Who’d be a hurling referee after what Sean Stack had to listen to on Sunday?

Niall McIntyre

Who’d be a hurling referee?

Certainly not someone who’s looking for a quiet, laid-back life.

Sunday’s All-Ireland club hurling final was about as far away from quiet and laid-back as you could possibly imagine.

Eanna Burke scored the winning point but, in the aftermath, some people have mentioned that he was lucky to have been on the pitch to score it.

In his role as a commentator on TG4, former Galway hurler Cathal Moore made the point that, had Burke’s team-mate James Regan not been sent off ten minutes earlier, then the previously yellow-carded Burke could have seen a second one in the 41st minute, for his slap on Jordan Molloy.

But Molloy was lucky enough to have been on the pitch himself at that stage, given that his 14th minute head-butt on David Burke, by the letter of the law, warrants a red.

Burke himself had been yellow carded after five minutes for striking Eoin O’Shea with his hurl… This having come immediately after Conor Heary blindsided Conor Cooney with a shoulder into the chest.

There’s a pattern emerging here and it suggests that over the course of Sunday’s final, these things balanced themselves out.

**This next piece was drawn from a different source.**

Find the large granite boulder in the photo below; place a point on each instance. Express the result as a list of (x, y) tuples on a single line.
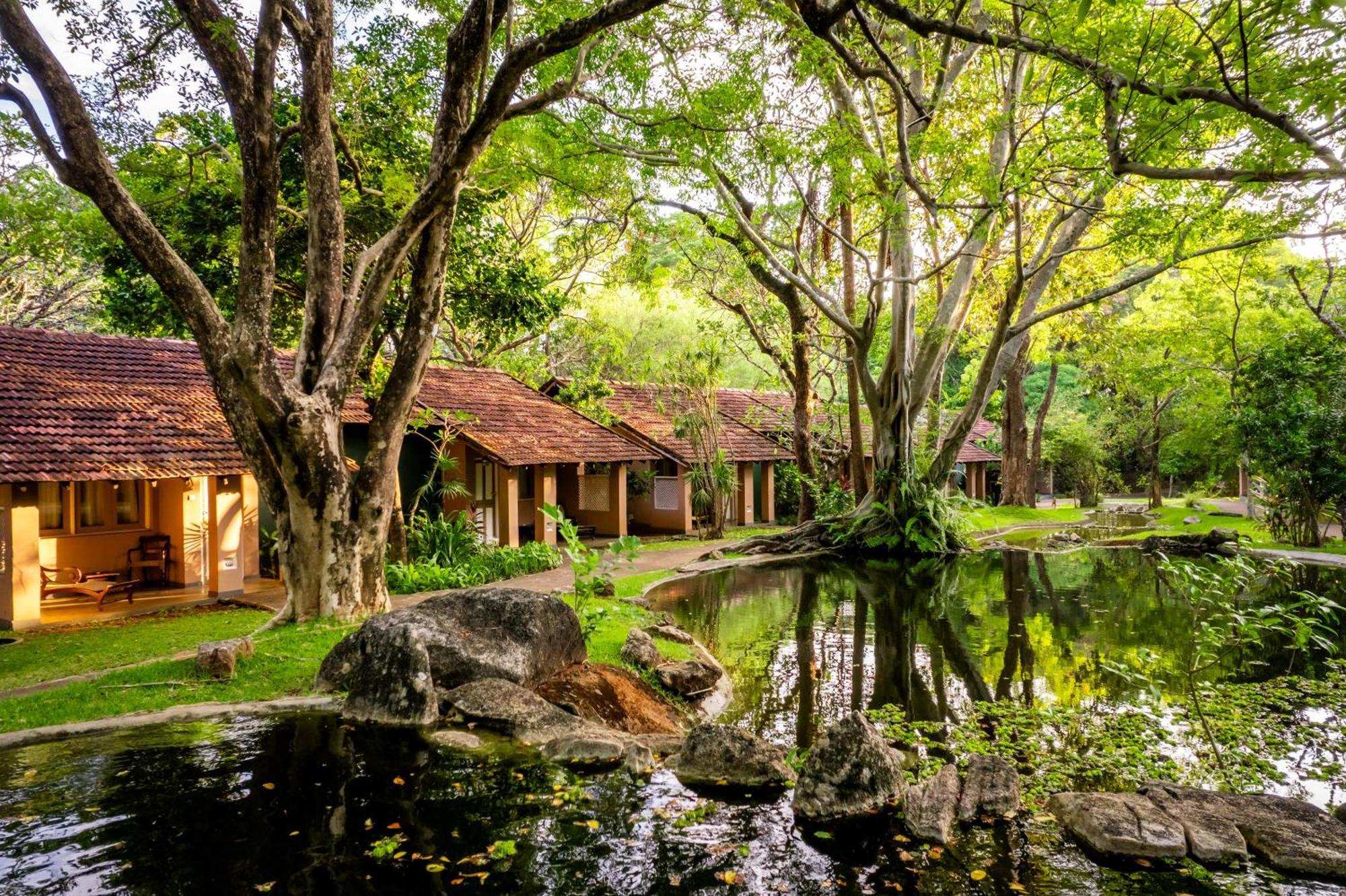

But in a game was that so physically and emotionally charged, more flash-points can be reeled off at will.

Think of John Headd shoving Sean Bolger over the advertising hoardings, in what was a dangerous act before, half an hour later, Bolger more than got his back.

The corner forward left Headd writhing on the ground with a second half blow that earned the O’Loughlin Gaels man a yellow card.

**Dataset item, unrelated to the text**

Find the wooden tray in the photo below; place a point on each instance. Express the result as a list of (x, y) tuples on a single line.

There were many, many more high pitched moments in a game, a brilliant game that, by the end, had seen eight yellow cards and one red.

Sean Stack could easily have sent David Burke off for striking just as easily as he could have sent Jordan Molloy off for head-butting, or Eanna Burke for two yellows. Conor Heary could have seen the line too but what do spectators want?

The feeling is that yellows were fine, for the most part. Did people want to see 13 against 13?

If Stack did issue three or four reds, for example, then he’d almost certainly be accused of ‘making it all about himself,’ or ‘ruining the game.’

As it turns out, a quick search of his name on X would have you convinced that he already did.

And this is the problem. Hurling people want you to let the game flow until it flows the wrong way.

James Regan’s dismissal may have seemed on the harsh side but as Eddie Brennan correctly observed before half-time, ‘Sean Stack is probably going to lose patience with the next indiscretion.’ And so he did.

Stack’s umpires were poorly positioned for the ghost goal that not even a VAR could have awarded with full on conviction, but that mistake aside, the way the game went, no matter he did, Sean Stack was never going to win.